We found out at a gathering last month in Worcester of the 11 teams of the Working Cities Challenge, a community development initiative of the Federal Reserve Bank of Boston.
The challenge is underway in Connecticut, Massachusetts, and Rhode Island, and this was the first-ever Working Cities Interstate Summit. The goal was to take a step back and learn from each other about the challenges and rewards of the WCC model, which relies on our teams to harness the diverse perspectives of people across a community to solve big problems, like crime and poverty.
The WCC was founded in 2013, and we’ve learned over six years that we were right to believe in the power of collaboration. We’ve also found the teams face similar challenges. So to start 2020, we bought the teams together, including more than 80 residents and leaders from the 11 communities (with a combined population of 800,000-plus!), to learn from each other, and maybe from that jar of Skittles. More on that later.
One of the best ways to learn is to learn by (someone else’s) experience
The goals of the summit were to have teams leave with:
- new lessons and ways they could act to strengthen their initiatives
- stronger relationships with other teams that can help them improve their own work
The summit’s sessions and activities were designed to maximize opportunities for attendees to meet new people and learn from them. We also had teams huddle at key intervals to reflect and document what they learned and how that will shape their own practices.

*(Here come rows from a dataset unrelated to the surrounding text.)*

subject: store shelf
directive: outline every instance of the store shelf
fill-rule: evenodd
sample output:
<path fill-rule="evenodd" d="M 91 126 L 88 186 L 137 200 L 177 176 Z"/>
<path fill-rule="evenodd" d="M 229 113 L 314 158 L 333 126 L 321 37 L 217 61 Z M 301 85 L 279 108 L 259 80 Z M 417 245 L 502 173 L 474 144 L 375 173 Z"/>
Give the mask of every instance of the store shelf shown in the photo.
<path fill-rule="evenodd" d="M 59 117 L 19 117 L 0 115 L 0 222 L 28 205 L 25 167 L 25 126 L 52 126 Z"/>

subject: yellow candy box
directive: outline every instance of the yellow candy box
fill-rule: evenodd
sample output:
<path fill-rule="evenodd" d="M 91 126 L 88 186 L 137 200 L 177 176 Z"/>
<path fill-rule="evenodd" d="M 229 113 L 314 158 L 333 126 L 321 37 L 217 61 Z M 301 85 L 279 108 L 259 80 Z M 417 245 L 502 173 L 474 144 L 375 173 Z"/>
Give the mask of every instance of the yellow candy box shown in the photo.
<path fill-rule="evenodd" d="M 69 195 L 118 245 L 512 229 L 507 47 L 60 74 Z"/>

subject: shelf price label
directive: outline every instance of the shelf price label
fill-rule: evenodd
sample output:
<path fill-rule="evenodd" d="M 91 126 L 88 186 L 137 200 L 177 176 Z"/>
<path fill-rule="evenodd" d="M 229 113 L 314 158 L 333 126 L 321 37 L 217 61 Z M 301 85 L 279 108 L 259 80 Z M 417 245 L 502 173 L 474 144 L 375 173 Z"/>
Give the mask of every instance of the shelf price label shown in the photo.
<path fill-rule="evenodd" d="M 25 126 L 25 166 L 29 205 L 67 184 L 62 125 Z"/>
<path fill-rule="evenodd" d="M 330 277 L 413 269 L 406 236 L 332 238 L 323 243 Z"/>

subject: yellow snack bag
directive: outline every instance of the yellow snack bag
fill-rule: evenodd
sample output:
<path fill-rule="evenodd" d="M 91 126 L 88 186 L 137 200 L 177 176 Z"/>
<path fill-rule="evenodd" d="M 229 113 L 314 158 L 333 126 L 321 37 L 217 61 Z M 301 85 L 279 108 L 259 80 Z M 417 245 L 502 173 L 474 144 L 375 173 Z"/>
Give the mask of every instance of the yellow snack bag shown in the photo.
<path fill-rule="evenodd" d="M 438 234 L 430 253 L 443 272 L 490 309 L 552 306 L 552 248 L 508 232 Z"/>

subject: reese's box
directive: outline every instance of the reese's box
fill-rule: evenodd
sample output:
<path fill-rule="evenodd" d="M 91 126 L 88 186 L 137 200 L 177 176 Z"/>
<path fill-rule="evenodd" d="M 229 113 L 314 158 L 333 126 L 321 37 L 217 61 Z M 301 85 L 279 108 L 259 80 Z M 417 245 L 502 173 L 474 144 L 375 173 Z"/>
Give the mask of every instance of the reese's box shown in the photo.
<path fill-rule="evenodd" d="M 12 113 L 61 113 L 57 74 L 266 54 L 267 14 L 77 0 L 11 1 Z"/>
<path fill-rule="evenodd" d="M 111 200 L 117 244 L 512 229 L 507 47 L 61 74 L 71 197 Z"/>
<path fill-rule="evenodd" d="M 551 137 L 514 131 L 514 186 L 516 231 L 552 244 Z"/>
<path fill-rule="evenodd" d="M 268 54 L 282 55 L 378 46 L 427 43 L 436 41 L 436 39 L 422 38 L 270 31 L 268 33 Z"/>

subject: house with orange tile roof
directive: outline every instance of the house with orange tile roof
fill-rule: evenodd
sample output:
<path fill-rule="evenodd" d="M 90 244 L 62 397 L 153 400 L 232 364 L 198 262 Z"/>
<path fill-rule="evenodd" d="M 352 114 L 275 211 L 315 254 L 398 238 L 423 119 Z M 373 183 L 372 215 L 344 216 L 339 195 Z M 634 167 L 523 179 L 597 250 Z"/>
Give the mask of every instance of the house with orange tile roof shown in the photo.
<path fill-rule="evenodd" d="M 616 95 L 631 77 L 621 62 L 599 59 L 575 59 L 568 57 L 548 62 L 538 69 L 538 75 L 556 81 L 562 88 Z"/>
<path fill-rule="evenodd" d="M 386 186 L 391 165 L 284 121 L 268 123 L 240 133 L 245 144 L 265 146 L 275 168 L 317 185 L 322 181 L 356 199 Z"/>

In the days and weeks after the summit, the teams told us it had already resulted in new approaches. The discoveries and breakthroughs included:
- Cranston realized they’d underestimated the value of time together and decided to meet to update their shared goals and strategies to better reflect the current status of their work.
- Danbury revisited their team’s shared goal and strategies to ensure they reflected their experience and lessons learned, and to adjust goals to make them easier to measure and attain.

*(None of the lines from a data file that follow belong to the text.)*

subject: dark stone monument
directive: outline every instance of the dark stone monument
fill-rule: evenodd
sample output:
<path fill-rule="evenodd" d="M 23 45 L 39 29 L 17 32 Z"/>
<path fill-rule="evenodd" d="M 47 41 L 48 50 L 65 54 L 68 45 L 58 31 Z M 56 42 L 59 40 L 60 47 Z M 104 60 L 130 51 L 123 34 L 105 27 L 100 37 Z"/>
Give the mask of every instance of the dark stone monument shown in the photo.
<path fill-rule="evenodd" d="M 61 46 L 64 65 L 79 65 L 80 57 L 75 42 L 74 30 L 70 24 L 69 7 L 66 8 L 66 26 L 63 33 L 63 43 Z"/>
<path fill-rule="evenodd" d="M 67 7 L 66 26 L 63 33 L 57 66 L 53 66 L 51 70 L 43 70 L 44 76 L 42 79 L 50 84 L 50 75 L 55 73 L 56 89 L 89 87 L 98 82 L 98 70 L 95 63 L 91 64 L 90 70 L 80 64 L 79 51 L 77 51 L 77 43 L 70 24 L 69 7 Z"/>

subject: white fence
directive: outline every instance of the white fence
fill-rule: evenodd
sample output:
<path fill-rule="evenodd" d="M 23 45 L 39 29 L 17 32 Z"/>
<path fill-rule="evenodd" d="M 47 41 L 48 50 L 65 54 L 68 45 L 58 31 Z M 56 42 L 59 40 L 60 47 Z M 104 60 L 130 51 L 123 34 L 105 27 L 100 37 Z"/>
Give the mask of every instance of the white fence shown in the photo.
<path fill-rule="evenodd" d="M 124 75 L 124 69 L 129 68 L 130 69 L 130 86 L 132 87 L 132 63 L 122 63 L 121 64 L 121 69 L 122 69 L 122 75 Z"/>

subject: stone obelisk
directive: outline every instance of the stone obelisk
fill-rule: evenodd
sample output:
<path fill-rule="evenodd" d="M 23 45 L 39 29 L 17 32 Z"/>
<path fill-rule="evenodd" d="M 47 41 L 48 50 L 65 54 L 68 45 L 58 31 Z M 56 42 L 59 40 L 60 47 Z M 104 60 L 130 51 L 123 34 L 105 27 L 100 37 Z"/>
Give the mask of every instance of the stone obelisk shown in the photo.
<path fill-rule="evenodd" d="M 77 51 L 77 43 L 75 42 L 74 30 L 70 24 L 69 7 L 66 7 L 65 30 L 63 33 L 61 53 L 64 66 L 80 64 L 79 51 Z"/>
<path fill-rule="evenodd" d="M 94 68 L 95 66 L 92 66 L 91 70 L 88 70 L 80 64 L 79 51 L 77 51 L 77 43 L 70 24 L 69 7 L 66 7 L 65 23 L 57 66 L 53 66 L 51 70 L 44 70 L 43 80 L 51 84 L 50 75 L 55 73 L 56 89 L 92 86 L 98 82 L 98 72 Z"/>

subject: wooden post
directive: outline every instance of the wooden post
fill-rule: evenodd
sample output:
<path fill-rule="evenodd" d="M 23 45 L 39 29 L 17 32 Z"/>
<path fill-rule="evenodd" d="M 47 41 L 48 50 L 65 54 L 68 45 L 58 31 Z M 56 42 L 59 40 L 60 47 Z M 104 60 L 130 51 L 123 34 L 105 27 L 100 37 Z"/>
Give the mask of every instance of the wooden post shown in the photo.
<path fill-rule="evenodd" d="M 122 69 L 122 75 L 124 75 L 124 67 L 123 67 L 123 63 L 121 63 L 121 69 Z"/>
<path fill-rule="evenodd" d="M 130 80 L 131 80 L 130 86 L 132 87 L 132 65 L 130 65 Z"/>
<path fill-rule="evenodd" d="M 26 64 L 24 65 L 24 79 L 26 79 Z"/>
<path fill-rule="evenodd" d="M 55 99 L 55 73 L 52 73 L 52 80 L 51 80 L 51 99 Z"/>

- Haverhill redesigned a team meeting based on conversations at the summit, and it resulted in broader ownership of their plan to sustain the initiative after the initial funding expires.
- Pittsfield connected with the Boston Fed’s Steve Michon, leader of the new WCC round in Vermont, to help shape sessions for new Vermont teams that received planning grants.

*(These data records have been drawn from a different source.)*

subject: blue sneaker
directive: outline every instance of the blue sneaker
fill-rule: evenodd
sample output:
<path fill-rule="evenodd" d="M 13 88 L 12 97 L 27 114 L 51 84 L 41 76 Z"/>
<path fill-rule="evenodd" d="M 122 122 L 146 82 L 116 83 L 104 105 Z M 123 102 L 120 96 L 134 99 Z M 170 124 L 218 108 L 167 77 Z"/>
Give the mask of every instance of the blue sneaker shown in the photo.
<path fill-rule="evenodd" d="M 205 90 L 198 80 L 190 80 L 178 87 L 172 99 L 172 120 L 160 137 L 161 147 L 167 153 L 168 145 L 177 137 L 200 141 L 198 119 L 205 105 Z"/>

- Springfield rethought an idea to expand to a more regional approach after feedback from other teams convinced them they could still reach their goals without large-scale rebranding.
Benefiting from each other’s expertise
Beyond these discoveries, the gathering gave teams welcome space to be together, away from their home communities. It was an informal time to hear and learn about challenges shared by peer cities. In post-event evaluations, attendees said they’d been affirmed by the gathering and the fact they aren’t alone.
What’s next? There’s already talk about an annual summit. And as we bring in the new WCC teams from Vermont, we will continue thinking about how to connect across state borders. Over the next few months, we’ll also experiment with some virtual “peer to peer” consulting sessions, where a team seeks advice on a local question or challenge. We’ll also organize topic-specific calls on technical matters, like how to talk with banks about community partnerships.
We intentionally didn’t bring outside experts to the summit. We had faith that the “wisdom of the crowd” we gathered would be wise indeed. It was, and it turned out our jar of Skittles also backed up our assumption. The crowd’s average guess? It was 755, within 10 candy pieces of the actual number of 765, and better by a mile than the best individual guess.